Published on 12:00 AM, March 27, 2024

UN expert accuses Israel of ‘genocide’ in Gaza

Albanese says there are clear indications Israel has violated three of five acts listed under UN Genocide Convention

A UN rights expert on Monday said there were "reasonable grounds" to determine that Israel has committed several acts of "genocide" in its offensive in Gaza, also warning of "ethnic cleansing".

Francesca Albanese, the UN special rapporteur on the rights situation in the Palestinian territories, said there were clear indications that Israel had violated three of the five acts listed under the UN Genocide Convention.

"The overwhelming nature and scale of Israel's assault on Gaza and the destructive conditions of life it has inflicted reveal an intent to physically destroy Palestinians as a group," she said in a report, which was immediately rejected by Israel as an "obscene inversion of reality".

Albanese, an independent expert appointed by the UN Human Rights Council but who does not speak on behalf of the United Nations, said she had found "reasonable grounds to believe that the threshold indicating the commission of... acts of genocide against Palestinians in Gaza has been met".
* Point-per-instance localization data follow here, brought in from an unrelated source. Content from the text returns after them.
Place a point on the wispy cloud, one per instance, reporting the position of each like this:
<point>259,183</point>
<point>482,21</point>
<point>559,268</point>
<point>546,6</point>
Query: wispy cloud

The report, entitled "Anatomy of a Genocide", listed those acts as: "killing members of the group; causing serious bodily or mental harm to the group's members; and deliberately inflicting on the group conditions of life calculated to bring about its physical destruction in whole or in part".

Israel's diplomatic mission in Geneva said the country "utterly rejects the report", describing it as "simply an extension of a campaign seeking to undermine the very establishment of the Jewish State".

"Israel's war is against Hamas, not against Palestinian civilians," it said in a statement, slamming Albanese's "outrageous accusations".

Israel has long been harshly critical of Albanese and her mandate, which the US on Monday called "biased against Israel."

People inspect the damage to a building that was hit overnight during Israeli bombardment in Rafah in the southern Gaza Strip yesterday. Israel says it plans a ground offensive into Rafah, where it believes most Hamas fighters are now sheltering. PHoto: AFP

Washington is "aware" of Albanese's report but has "no reason to believe Israel has committed acts of genocide in Gaza," a US official told AFP.

Last month Israel slapped a visa ban on her after she made comments denying that Hamas's October 7 attack was anti-Semitic.

Israel's relentless bombardment and ground offensive in Gaza has since killed more than 32,300 people, mainly women and children, according to the health ministry in the Hamas-run Palestinian territory.

South Africa has already filed a complaint against Israel before the International Court of Justice, alleging its assault on Gaza amounts to a violation of the genocide convention.

The court has yet to rule on the underlying issue, but earlier this year ordered Israel to do everything it could to prevent genocidal acts.